Utah vapor industry rep says the test indicating opioids in juice used inaccurate urine test strips

SALT LAKE CITY — With increasing concerns over vaping, Fox 13’s Max Roth and Kelly Chapman sat down with Juan Bravo, the president of the Utah Vapor Business Association, to talk about the scrutiny surrounding the vaping industry.

Researchers at the University of Utah say it’s too dangerous to vape, and at least one Utah lawmaker says most vaping products contain illicit substances.

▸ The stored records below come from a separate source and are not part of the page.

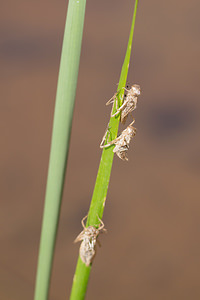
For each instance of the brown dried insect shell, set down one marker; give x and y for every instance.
(122, 142)
(130, 102)
(88, 237)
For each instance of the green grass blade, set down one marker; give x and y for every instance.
(82, 272)
(65, 98)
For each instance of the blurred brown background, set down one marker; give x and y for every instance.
(152, 249)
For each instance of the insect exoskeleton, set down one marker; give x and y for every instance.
(129, 102)
(88, 237)
(122, 142)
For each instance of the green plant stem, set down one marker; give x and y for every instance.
(65, 99)
(82, 272)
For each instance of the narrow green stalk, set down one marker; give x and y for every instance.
(82, 272)
(65, 98)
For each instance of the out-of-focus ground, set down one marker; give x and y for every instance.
(152, 248)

On Wednesday, Rep. Paul Ray of Clearfield presented what he claimed was evidence that a lot of vape juice or e-liquid in Salt Lake County contains narcotics. The lab that did the tests acknowledges the tests is not particularly accurate, but the assertion was that vape shops owners are akin to drug dealers.

We asked Bravo:

  • Are vape shops selling narcotics?
  • How did you get into the vaping business?
  • Where do you think the increased scrutiny on vaping will lead?

The mission of the Utah Vapor Business Association is to advocate for a reasonably regulated marketplace and promote a positive image for vapor products.

Bravo said there are strict rules in Utah as far as testing and that the tests that found opioids and other drugs in vape juice used urine test strips, which are known for false positives.